Special thanks to Kemi Ifeonu for co-ordinating this blog post
The Human Microbiome Project (HMP) was established by the NIH Common Fund in 2008, to generate resources that would enable the comprehensive characterization of the human microbiome and help us understand its role in human health and disease.
The first phase of the HMP was designed to provide a “healthy” microbiome baseline. Around 300 healthy individuals were sampled at 15 (men) or 18 (women) body sites. Over the five years of the project, 16S sequence was generated for ~10,000 samples and whole metagenome shotgun (WMS) sequence was generated for ~2,400 samples. In addition, the whole genomes of about 2,800 reference strains isolated from the human body, were sequenced.
The second phase of the HMP is known as the Integrative Human Microbiome Project (iHMP). Using multiple omics technologies, this project integrates longitudinal datasets from both the microbiome and host from three different studies of microbiome-associated conditions: Pregnancy & Preterm Birth, Onset of Inflammatory Bowel Disease (IBD), and Onset of Type 2 Diabetes.
Some of the major datasets generated by the HMP projects are presented here:
About 2,800 reference genomes sequenced from strains isolated from human body sites.
HMP Reference Genomes Project Catalog. This resource provides access to metadata collected for the reference genomes including information such as the body site the organism was isolated from, taxonomy, annotation information and much more.
- Sequence and annotation data is available through the HMP DACC website and at the NCBI
How can you use these datasets?
The reference genomes sequences can serve as a database for read mapping, and the information gained will aid in taxonomic assignment and functional annotation. Users can also build a BLAST database with a subset of the reference sequences (for example by body site) and search their sequence against the database.
Metagenomic datasets for healthy individuals
We collected samples from 300 healthy adult men and women between the ages of 18 and 40, from five major body areas: oral cavity, nasal cavity, skin, gastrointestinal tract and urogenital tract. 16S rRNA and metagenomic WMS sequencing was performed on the samples using the 454 and Illumina platforms respectively.

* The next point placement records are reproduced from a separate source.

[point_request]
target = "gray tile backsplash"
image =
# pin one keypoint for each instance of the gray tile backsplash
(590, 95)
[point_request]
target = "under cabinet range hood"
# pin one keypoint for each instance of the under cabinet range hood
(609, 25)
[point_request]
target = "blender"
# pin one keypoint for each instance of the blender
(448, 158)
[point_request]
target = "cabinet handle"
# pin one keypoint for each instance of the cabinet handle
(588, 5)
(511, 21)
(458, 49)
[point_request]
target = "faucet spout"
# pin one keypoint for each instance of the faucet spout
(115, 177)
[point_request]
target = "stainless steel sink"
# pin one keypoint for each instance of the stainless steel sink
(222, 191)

- Raw reads for both 16S and WMS sequencing as well as processed 16S reads
- Assemblies for each sample as well of as of multiple samples grouped by body site generated from WMS reads
- Annotated gene sequences by sample and a non-redundant version by body site.
- Community profiling data, which estimates organism abundance per sample and per body site. These datasets were generated using different tools and approaches - Shotgun community profiling, Shotgun MetaPHlAn Community Profiling, Mothur community profiling, QIIME community profiling http://www.hmpdacc.org/HMQCP.
- Metabolic analysis was performed using the HMP Unified Metabolic Analysis Network (HUMAnN), and results are available here.
- HMP Metagenomic Project Catalog. This resource provides access to metadata collected for the HMP metagenomic samples including information such as sample name, body site, de-identified subject id, host gender, and visit number. Other clinical metadata (including age, smoking status, BMI, race, etc.) is kept confidential by NIH and accessible only to authorized users through NCBI dbGAP.
How can you use this dataset?
Users can download the raw reads and perform independent analysis either on the full dataset or a subset. Subsets can be generated based on metadata available through the project catalog or clinical metadata available through the NCBI dbGAP.
The processed datasets (e.g., gene indices, community profiles, metabolic pathways) can also be mined for interesting trends.
The iHMP is in progress, and has started generating integrated longitudinal datasets of biological properties. These datasets include: 16S rRNA gene surveys, host genome sequences, host transcriptomes, whole metagenome shotgun sequences, metatranscriptomes, proteomes, and metabolomes. Some of this data is already available but more datasets will be made available soon.